Tuesday, August 25, 2020

Fantasia Film Festival '20 Film Review - Unearth

George Lomacks (Marc Blucas) mechanics business on the family farm is not going well. He hardly has any customers and the ones that he does only want to pay pennies on the dollar for the work. His youngest daughter Kim (Brooke Sorenson) has just had a baby of her own and the father is not in the picture. While his oldest Heather (Rachel McKeon) has just returned from school on a scholarship is immediately concerned once she sees  the state of the family farm. Their neighbours the Dolans have three generations working their cornfields.  Matriarch Kathryn (Adrienne Barbeau) works the land hard knowing the farming business inside out keeping a close eye on the new enemy the big farming conglomerates looking to buy you out to grow Frankenstein seeds on your land or set up fracking that will change the plate structure underground and affect the water table.

George However does not have the luxury to hold out with the bills mounting and his family teetering on the brink. He agrees to strike a deal that appears good upfront but the fine print exposes hidden charges and expenses that all come out of his end and not the companies. The result of his family having betrayed his neighbours, endured the dust, noise, pollution and general upheaval for the expectation of that first check feel hollow once the net per month number is known. 

                                  

Directors John C Lyons and Dorota Sweis film focuses on the environmental and personal impact signing a deal with a mega-conglomerate can have. They prey on farming communities at their weakness present their generous offer then the former proud family becomes a clog in the chain their land now an industrial worksite. The script penned by Lyons and Kelsey Goldberg takes the story in a more sinister direction. The fracking has released something buried deep within the land. The substance getting into the water supply, drinking water and even finding its way into the  foodstuff of Kim's young child. 

Being skeptical in the face of an offer that is too good to be true and aware of the potential effect on your land, the community, and beyond are the lesson the emanate  throughout Unearthed. A quiet close nit farming community is transferred  quickly into a commercial drilling zone with heavy trucks, machinery, and massive rig dominating the roadways and the skyline.

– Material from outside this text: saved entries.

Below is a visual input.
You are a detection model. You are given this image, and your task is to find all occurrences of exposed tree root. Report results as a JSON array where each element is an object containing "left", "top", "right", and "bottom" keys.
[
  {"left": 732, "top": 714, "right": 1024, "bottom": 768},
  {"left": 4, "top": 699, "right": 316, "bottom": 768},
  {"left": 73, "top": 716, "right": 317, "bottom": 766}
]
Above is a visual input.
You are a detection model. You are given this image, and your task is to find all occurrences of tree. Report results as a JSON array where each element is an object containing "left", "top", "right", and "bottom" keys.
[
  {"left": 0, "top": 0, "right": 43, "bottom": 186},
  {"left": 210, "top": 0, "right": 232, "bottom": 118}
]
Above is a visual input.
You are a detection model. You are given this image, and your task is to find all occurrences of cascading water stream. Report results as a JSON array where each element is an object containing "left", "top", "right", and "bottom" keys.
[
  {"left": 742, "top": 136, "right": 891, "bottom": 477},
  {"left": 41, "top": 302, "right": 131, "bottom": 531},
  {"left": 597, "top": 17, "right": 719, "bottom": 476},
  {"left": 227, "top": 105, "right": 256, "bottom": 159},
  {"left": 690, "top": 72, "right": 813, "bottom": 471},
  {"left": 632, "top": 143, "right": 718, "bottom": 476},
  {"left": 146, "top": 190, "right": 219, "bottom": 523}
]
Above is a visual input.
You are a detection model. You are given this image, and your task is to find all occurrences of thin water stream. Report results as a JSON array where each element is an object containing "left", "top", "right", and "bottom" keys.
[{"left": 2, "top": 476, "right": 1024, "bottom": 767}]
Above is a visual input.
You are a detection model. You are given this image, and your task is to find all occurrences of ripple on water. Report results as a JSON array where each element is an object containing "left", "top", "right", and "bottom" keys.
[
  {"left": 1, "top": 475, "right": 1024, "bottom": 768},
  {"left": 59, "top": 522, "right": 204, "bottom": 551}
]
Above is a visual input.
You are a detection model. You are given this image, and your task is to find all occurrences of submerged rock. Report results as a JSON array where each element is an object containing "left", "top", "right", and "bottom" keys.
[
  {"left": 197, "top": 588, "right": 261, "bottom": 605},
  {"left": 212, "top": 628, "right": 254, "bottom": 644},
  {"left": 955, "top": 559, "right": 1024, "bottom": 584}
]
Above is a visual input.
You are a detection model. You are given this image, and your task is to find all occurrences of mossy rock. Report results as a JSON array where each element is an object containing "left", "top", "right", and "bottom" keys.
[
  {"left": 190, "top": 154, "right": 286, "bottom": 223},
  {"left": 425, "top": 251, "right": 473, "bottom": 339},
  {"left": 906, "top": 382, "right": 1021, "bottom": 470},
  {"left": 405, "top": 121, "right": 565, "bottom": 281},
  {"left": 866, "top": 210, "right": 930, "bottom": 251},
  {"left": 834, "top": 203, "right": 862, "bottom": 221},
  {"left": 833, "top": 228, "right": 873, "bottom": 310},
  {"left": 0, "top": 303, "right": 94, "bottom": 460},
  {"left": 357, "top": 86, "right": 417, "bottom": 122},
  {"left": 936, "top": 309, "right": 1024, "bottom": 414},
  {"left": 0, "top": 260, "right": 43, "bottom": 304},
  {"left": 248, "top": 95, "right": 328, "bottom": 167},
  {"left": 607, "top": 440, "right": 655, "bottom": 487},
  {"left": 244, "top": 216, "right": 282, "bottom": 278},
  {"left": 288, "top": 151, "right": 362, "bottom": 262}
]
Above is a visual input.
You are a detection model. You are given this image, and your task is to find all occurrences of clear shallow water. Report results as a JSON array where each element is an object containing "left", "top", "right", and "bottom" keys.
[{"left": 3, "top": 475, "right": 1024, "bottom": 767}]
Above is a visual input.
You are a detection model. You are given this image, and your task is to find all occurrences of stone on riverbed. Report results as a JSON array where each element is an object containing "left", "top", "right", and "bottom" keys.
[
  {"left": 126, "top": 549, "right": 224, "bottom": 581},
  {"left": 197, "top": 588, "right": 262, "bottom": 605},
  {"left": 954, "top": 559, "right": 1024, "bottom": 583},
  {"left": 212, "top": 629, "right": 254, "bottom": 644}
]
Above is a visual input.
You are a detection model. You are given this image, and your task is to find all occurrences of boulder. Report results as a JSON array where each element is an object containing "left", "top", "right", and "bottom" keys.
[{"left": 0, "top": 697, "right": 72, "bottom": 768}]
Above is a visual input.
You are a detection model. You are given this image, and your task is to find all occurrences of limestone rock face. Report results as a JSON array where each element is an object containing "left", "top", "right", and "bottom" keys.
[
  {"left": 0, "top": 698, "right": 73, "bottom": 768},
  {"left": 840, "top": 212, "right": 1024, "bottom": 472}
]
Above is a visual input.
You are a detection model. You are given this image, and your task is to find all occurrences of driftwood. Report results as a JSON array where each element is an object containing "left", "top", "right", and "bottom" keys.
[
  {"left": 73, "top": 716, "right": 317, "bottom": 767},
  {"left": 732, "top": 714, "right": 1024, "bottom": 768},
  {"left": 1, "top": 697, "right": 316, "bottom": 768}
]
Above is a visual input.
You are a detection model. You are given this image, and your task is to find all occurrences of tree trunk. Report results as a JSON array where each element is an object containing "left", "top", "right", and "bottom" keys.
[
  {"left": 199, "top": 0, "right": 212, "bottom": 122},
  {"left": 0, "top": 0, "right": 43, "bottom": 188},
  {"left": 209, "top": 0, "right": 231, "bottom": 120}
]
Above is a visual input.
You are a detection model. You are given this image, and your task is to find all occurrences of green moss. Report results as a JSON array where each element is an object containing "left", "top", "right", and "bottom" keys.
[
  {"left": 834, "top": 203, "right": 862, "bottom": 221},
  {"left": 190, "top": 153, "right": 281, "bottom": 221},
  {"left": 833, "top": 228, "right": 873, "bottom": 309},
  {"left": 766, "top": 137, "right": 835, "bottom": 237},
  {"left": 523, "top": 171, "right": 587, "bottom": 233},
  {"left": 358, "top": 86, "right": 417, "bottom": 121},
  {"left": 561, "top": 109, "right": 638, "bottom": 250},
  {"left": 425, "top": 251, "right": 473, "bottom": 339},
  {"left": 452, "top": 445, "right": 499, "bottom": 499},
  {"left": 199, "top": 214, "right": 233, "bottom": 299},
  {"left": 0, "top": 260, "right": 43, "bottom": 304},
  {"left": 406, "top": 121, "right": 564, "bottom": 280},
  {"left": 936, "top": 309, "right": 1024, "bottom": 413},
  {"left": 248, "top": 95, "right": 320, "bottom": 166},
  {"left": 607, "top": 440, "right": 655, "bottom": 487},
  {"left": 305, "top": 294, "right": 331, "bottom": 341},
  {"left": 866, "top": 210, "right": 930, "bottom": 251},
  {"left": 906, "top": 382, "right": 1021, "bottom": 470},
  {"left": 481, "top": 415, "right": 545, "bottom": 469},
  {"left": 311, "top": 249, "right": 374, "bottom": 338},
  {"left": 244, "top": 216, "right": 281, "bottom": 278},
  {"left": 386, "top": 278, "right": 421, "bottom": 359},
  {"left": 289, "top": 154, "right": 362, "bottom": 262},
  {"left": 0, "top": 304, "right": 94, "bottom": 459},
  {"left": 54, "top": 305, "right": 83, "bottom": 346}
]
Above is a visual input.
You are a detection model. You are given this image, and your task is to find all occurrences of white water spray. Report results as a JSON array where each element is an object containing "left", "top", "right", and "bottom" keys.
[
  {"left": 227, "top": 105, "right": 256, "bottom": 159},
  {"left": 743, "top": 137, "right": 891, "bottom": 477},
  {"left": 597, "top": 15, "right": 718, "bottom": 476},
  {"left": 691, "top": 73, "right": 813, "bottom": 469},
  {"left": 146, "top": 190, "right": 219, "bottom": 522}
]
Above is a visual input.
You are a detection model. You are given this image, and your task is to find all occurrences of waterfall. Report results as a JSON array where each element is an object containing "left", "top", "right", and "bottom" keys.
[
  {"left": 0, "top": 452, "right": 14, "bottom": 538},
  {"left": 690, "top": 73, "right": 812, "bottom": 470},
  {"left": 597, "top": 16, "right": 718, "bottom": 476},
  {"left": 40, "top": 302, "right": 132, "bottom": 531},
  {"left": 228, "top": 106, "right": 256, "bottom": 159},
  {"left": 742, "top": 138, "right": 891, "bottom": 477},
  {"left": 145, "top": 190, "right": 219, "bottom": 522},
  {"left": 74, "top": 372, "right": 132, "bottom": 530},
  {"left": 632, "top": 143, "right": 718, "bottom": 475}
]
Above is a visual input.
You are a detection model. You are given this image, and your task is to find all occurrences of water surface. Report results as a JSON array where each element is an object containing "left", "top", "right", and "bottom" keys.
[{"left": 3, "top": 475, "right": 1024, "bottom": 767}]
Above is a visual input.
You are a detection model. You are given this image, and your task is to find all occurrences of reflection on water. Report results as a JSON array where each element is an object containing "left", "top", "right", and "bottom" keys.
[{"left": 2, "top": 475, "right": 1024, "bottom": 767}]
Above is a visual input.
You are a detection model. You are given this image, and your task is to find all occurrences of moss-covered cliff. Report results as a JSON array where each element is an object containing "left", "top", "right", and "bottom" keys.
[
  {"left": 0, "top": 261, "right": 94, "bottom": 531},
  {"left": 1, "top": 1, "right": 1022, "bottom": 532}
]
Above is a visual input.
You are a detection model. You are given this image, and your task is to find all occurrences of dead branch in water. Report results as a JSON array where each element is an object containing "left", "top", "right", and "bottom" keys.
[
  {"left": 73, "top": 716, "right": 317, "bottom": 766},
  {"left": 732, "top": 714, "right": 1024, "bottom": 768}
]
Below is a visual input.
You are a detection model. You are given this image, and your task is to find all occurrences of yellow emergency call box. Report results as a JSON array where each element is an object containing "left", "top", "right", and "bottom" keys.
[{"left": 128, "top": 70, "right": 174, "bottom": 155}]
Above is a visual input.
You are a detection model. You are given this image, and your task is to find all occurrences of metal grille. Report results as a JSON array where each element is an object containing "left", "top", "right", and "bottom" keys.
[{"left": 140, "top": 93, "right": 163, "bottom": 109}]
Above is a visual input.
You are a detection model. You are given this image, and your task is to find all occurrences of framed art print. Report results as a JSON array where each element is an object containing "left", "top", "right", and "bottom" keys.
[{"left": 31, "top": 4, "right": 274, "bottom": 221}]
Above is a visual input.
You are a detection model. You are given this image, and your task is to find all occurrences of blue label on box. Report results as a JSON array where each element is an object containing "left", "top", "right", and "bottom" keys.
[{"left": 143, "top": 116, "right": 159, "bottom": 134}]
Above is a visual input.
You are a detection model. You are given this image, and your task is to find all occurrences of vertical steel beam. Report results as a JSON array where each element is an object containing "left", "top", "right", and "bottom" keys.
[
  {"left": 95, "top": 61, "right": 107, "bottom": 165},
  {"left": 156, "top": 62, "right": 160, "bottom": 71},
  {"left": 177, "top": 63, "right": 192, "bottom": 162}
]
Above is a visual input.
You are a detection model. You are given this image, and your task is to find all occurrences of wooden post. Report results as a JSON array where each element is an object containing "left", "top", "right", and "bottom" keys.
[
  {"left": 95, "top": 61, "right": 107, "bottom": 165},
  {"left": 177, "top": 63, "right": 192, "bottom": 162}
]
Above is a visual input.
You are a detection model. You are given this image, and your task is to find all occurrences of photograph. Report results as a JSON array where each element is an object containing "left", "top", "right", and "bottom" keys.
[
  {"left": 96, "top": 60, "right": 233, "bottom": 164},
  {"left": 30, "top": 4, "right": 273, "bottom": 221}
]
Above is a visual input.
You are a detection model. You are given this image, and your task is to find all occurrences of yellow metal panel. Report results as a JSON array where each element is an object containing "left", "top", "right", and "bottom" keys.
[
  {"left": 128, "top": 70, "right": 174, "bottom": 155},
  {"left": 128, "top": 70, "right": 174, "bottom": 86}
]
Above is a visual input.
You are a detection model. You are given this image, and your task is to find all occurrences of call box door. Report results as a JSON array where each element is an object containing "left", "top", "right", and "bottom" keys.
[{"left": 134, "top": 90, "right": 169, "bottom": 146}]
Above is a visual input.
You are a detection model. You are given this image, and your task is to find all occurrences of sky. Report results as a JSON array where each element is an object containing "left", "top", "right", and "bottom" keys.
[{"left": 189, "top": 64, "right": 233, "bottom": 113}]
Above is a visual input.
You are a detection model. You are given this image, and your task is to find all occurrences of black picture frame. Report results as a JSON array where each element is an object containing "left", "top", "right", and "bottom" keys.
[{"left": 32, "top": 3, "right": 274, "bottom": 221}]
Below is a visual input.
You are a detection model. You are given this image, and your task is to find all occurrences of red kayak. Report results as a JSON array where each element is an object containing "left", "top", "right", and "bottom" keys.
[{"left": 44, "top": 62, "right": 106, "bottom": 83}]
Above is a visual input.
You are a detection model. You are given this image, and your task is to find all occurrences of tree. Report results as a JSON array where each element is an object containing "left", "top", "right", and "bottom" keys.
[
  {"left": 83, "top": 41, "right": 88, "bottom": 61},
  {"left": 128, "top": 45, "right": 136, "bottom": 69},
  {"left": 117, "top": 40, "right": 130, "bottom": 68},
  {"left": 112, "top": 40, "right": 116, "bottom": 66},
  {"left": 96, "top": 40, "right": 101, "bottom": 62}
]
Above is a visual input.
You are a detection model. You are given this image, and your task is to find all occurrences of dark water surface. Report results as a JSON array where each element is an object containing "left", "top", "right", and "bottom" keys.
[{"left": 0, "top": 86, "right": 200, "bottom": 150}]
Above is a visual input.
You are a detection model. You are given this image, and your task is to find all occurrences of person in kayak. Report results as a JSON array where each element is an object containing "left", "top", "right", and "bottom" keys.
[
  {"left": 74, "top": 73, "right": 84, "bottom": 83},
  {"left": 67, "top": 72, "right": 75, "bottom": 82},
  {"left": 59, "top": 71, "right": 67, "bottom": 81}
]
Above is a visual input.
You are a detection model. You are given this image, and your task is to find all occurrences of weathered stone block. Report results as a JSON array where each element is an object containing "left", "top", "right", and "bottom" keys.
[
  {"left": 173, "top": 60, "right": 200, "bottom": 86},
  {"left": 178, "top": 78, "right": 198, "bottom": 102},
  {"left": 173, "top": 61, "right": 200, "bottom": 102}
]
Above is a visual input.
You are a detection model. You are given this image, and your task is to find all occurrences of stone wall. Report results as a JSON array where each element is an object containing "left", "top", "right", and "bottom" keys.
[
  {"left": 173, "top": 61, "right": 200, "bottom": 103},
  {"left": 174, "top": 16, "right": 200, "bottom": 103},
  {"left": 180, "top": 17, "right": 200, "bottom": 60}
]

Generational family ties are fractured, the health of the residents put in jeopardy in the hopes of a payoff that often is not what is expected and if the disappointment is only financial that's a good thing as the film shows a much worse alternative. 

*** Out of Four.

Unearth | John C. Lyons/ Dorota Swies | U.S.A. | 2020 | 94 Minutes. 

Tags: Fracking, Corn Farm, Mechanic Shop, Teen Mom, Contract, Water Table, Photography.